Reuters is reporting that a federal judge has granted ‘class action’ status to plaintiffs suing Apple over its collusion with book publishers to increase the price of e-books. The ruling allows the involved individuals to sue the company and collect damages as a group.
The decision came from U.S. District Judge Denise Cote, who also presided over the antitrust case against Apple by the DOJ last summer. Cote says the plaintiffs had “more than met their burden” to file as a group, and has green-lighted their $800 million lawsuit…
Here’s more from Reuters:
A federal judge in New York granted class certification on Friday to a group of consumers who sued Apple Inc for conspiring with five major publishers to fix e-book prices in violation of antitrust law.

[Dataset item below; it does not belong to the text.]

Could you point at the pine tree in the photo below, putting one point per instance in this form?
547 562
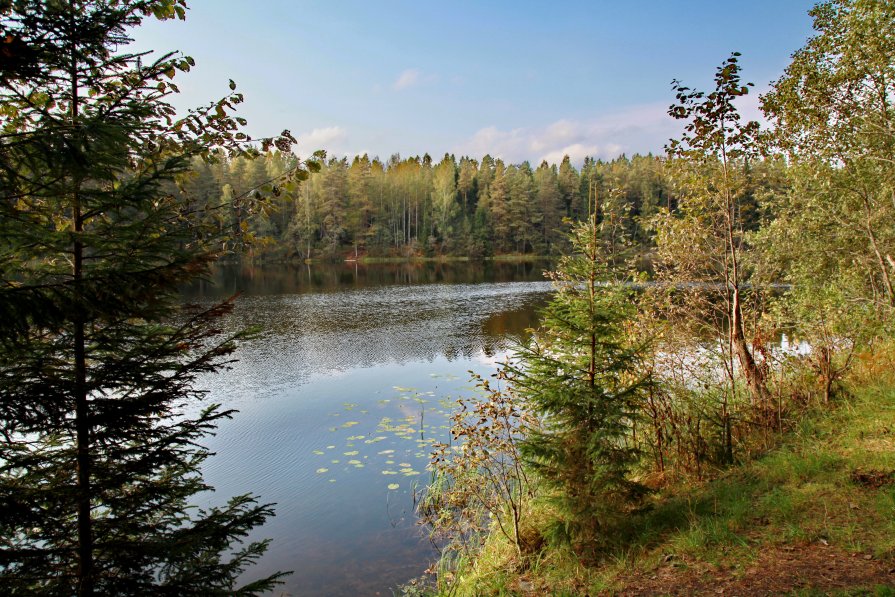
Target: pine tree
579 374
99 452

U.S. District Judge Denise Cote said the plaintiffs had “more than met their burden” to allow them to sue as a group. She rejected Apple’s contentions that the claims were too different from each other, or that some plaintiffs were not harmed because some e-book prices fell.
“This is a paradigmatic antitrust class action,” wrote Cote, who has scheduled a trial later this year to determine damages, which could reach hundreds of millions of dollars.
The outlet says that this particular trial will likely take place in either July or September.
This is just the beginning of Apple’s e-book legal troubles though. In addition to this class action suit, and the DOJ case that it’s trying to appeal, the company faces litigation from thirty-three states and U.S. territories who have separately sued on behalf of their consumers.
Some have estimated Apple could owe as much as $500 million in damages from its Federal antitrust case, and now it faces $800 million from this suit. You have to wonder if Tim Cook and company regret not settling, as the publishers did, before things got out of hand.